Nesta perspectiva adquirem nova ressonância alguns lugares clássicos da tradição cristã: «O Verbo assumiu a carne para que possamos receber o Espírito Santo» (Santo Atanásio); «Onde está o Espírito aí está a Igreja» (Inácio de Antioquia). O Espírito age no tempo histórico, no cosmos e no homem para que estejam preparados para o banquete nupcial com Cristo, se “ornamentem” para tal acontecimento e dele participem plenamente. O Espírito que pairava sobre as águas no princípio da vida cósmica reaparece na Virgem Maria no início do novo cosmos-Cristo: o Espírito como sombra-presença divina veio sobre Maria, para que concebesse o próprio filho de Deus (Lc 1,35). O mesmo Espírito, sob a forma de pomba, desce sobre Cristo quando emerge das águas no Jordão: confirma a sua missão, mas também, como em Noé, indica nele a nova criação em quem resplandece a salvação depois do dilúvio do mal. O Espírito aparece sob a forma velada do vinho da embriaguez durante a festa das bodas de Caná e na forma do esplendor de Cristo transfigurado. No Espírito, que o tinha conduzido ao deserto para ser tentado (Mt4,1; Mc 1,12; Lc 4,1), Cristo oferece-se ao Pai sobre a Cruz. Oferecendo-se ao Pai, Cristo entrega o seu Espírito a todos os homens: «E, inclinando a cabeça, entregou o Espírito» (Jo 19,30). O mesmo Espírito acompanha a ressurreição de Cristo (cf. Rom 1,4), por isso o ressuscitado pode recriar o universo e a humanidade insuflando, como Deus ao primeiro homem, o Espírito sobre os seus apóstolos, início e primícia da nova humanidade: «Dizendo isso, soprou sobre eles e disse-lhes: recebei o Espírito Santo» (Jo 20,22). A partir deste momento o Espírito é o novo protagonista da história da Igreja e da humanidade, porque possui a potência do amor que a sustenta: «e a esperança não decepciona, porque o amor de Deus foi derramado em nossos corações pelo Espírito Santo que nos foi dado» (Rom 5,5).
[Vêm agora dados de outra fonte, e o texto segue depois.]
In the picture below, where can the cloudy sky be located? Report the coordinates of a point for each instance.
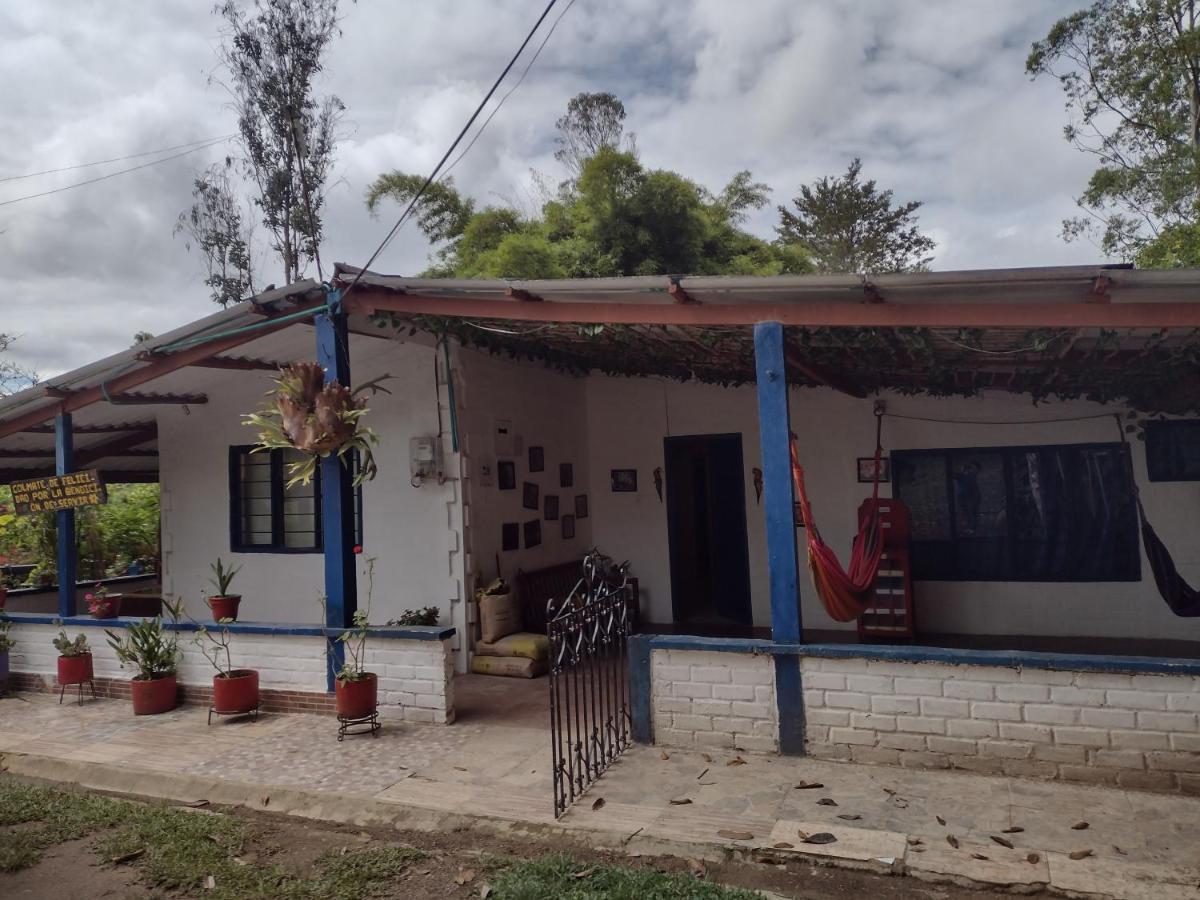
(930, 94)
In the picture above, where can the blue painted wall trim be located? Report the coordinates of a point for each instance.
(640, 688)
(336, 487)
(64, 465)
(774, 429)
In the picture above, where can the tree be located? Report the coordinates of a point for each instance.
(851, 226)
(1131, 75)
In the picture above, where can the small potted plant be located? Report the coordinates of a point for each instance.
(75, 659)
(234, 690)
(101, 604)
(223, 604)
(154, 651)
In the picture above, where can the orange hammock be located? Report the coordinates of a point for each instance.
(845, 594)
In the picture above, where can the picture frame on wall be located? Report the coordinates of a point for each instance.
(529, 495)
(533, 533)
(867, 469)
(623, 480)
(507, 475)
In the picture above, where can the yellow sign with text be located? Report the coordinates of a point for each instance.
(48, 495)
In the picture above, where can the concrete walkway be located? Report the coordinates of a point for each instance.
(481, 773)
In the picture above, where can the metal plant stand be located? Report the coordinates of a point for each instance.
(364, 725)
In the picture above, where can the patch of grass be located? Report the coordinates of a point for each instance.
(559, 877)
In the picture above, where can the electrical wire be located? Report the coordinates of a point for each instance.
(113, 174)
(417, 197)
(114, 159)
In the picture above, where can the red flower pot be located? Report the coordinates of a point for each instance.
(357, 700)
(75, 670)
(155, 695)
(225, 607)
(235, 693)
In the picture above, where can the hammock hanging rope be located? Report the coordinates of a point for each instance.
(844, 593)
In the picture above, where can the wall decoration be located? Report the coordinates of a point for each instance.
(533, 533)
(510, 535)
(624, 480)
(507, 474)
(867, 469)
(529, 496)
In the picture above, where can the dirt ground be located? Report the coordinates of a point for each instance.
(455, 868)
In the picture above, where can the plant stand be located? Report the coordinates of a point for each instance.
(363, 725)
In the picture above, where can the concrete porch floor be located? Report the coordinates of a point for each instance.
(492, 771)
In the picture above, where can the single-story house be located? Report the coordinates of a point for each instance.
(1021, 414)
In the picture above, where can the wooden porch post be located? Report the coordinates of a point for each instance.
(774, 427)
(64, 465)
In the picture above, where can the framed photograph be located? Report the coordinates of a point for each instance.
(529, 496)
(507, 474)
(624, 480)
(510, 535)
(867, 469)
(533, 533)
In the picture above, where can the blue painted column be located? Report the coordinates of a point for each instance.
(774, 427)
(64, 465)
(336, 491)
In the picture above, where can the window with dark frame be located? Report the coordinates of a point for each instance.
(1050, 513)
(1173, 450)
(265, 515)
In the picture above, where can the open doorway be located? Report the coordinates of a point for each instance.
(707, 529)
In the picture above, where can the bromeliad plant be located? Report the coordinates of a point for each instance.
(304, 413)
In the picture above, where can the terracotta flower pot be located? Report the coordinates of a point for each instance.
(235, 693)
(357, 700)
(225, 607)
(154, 695)
(75, 670)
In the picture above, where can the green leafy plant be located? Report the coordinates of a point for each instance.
(222, 577)
(69, 648)
(149, 646)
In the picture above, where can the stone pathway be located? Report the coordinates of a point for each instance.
(1140, 845)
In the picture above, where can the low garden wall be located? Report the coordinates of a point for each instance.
(1125, 721)
(414, 665)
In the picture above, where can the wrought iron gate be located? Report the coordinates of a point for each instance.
(589, 721)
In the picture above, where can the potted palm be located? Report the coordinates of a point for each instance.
(223, 604)
(154, 651)
(234, 690)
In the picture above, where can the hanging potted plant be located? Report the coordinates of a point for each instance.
(234, 690)
(154, 651)
(304, 413)
(223, 604)
(75, 659)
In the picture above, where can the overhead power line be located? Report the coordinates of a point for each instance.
(114, 174)
(417, 197)
(115, 159)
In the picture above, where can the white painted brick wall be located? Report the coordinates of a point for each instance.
(1133, 730)
(711, 700)
(415, 677)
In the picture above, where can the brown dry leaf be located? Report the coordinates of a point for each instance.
(736, 835)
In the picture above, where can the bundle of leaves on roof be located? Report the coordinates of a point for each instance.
(305, 413)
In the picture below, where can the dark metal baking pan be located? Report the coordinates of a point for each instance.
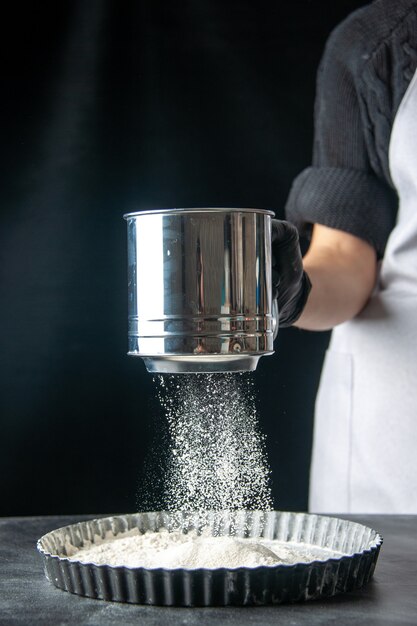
(241, 586)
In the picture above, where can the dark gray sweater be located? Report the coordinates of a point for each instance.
(368, 63)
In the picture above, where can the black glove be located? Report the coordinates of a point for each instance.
(290, 283)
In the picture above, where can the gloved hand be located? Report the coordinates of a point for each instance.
(290, 283)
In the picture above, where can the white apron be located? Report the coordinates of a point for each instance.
(365, 438)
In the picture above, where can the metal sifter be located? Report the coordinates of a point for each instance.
(199, 289)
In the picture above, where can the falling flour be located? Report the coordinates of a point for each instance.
(175, 549)
(216, 451)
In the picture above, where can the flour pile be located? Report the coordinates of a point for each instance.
(216, 451)
(172, 550)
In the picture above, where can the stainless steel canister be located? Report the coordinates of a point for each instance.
(199, 288)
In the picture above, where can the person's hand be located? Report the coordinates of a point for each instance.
(290, 283)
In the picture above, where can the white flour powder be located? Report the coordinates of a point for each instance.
(217, 458)
(175, 549)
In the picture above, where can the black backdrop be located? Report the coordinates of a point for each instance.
(110, 107)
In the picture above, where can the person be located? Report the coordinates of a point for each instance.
(358, 202)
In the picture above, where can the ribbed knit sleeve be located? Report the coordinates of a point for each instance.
(342, 189)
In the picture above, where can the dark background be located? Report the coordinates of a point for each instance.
(110, 107)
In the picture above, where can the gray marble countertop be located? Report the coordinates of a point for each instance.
(26, 597)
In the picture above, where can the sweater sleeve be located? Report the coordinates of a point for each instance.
(340, 189)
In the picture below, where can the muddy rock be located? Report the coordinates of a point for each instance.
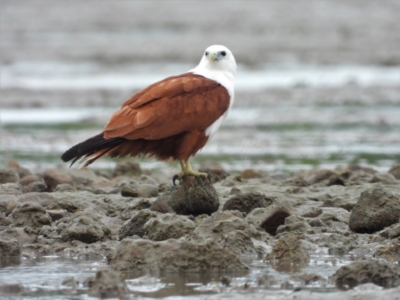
(83, 226)
(127, 168)
(395, 171)
(168, 226)
(8, 175)
(389, 251)
(143, 190)
(391, 232)
(215, 173)
(247, 202)
(174, 256)
(270, 218)
(385, 178)
(195, 195)
(365, 271)
(286, 251)
(31, 215)
(335, 242)
(223, 222)
(376, 209)
(54, 177)
(135, 225)
(240, 243)
(9, 248)
(294, 224)
(323, 178)
(108, 284)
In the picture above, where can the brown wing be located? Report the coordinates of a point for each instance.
(176, 104)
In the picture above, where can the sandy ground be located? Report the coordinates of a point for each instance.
(322, 32)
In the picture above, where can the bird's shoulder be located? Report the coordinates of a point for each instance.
(171, 87)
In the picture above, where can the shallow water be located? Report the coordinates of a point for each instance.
(274, 138)
(42, 277)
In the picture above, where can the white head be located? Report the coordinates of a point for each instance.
(217, 57)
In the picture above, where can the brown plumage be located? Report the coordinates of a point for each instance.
(166, 120)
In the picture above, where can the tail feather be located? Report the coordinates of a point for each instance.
(91, 149)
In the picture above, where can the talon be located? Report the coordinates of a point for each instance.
(175, 178)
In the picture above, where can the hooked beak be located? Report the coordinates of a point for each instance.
(213, 57)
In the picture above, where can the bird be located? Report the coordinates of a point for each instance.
(171, 119)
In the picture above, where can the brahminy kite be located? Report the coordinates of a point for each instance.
(170, 119)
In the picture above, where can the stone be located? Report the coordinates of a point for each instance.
(31, 215)
(247, 202)
(376, 209)
(84, 226)
(8, 175)
(215, 173)
(108, 284)
(143, 190)
(135, 225)
(9, 248)
(54, 177)
(294, 224)
(385, 178)
(174, 256)
(395, 171)
(194, 196)
(168, 226)
(271, 217)
(127, 168)
(286, 251)
(367, 271)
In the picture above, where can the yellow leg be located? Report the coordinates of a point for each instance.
(187, 170)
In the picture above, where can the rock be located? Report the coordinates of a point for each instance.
(108, 284)
(323, 178)
(389, 251)
(83, 226)
(174, 256)
(168, 226)
(8, 175)
(161, 205)
(223, 222)
(9, 248)
(391, 232)
(250, 173)
(337, 244)
(215, 173)
(195, 195)
(31, 215)
(395, 171)
(57, 214)
(286, 251)
(270, 218)
(29, 179)
(143, 190)
(376, 209)
(247, 202)
(54, 177)
(365, 271)
(64, 187)
(385, 178)
(135, 225)
(294, 224)
(22, 172)
(127, 168)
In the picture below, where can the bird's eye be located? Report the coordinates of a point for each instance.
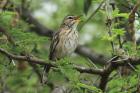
(70, 17)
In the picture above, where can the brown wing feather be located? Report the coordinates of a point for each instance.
(53, 45)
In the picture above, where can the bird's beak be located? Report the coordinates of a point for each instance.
(77, 18)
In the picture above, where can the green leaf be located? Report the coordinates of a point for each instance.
(89, 87)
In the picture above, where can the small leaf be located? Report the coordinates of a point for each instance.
(89, 87)
(87, 4)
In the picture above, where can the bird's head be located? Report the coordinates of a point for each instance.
(71, 21)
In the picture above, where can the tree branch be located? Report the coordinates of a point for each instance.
(42, 62)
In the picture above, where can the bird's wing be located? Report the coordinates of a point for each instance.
(53, 45)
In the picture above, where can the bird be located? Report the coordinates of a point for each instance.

O Espírito é o segredo e o eficaz dinamismo de toda a história e de toda a criação (cf. Rom 8,19-27), é o Amor (Guilherme de Saint-Thierry) que acompanha a Igreja-humanidade até às núpcias eternas com o Senhor ressuscitado na casa do Pai: «O Espírito e a Esposa dizem: “vem!” Que o sedento venha, e quem o deseja receba gratuitamente água da vida. Aquele que atesta estas coisas diz: “sim, venho muito em breve!” Amém, vem, Senhor Jesus!» (Ap 22,17.20).

Nesta perspectiva o pecado mais grave do homem-povo é o esquecimento de Deus. O homem já não se deixa guiar e habitar pelo Espírito que é a memória de Deus, do seu amor. O coração do homem “embebeu-se” de gordura: «Eles envolvem seu coração com gordura, sua boca fala com arrogância» (Sl 17,10). Mas ser-nos-á enviado o Espírito, em vez do coração de pedra ser-nos-á dado um coração de carne, que saiba reconhecer e recordar, para que guardeis as minhas normas e as pratiqueis: «Dar-vos-ei um coração novo, porei no vosso íntimo um Espírito novo, tirarei do vosso peito o coração de pedra e vos darei um coração de carne» (Ez 36,26). O Espírito Santo é a conservação e expressão viva e vivificante daquele que é o Vivente, daquele que entrou na vida para não mais morrer. A viva memória do Espírito mantém vivo o Vivente comunicando-o inexaurivelmente. E o Vivente chega até nós e a nós se comunica através da memória actualizante do Espírito. Assim, a memória vivente do Espírito que o “conserva” e o “exprime” conduz o homem que habita esta terra até Cristo glorioso.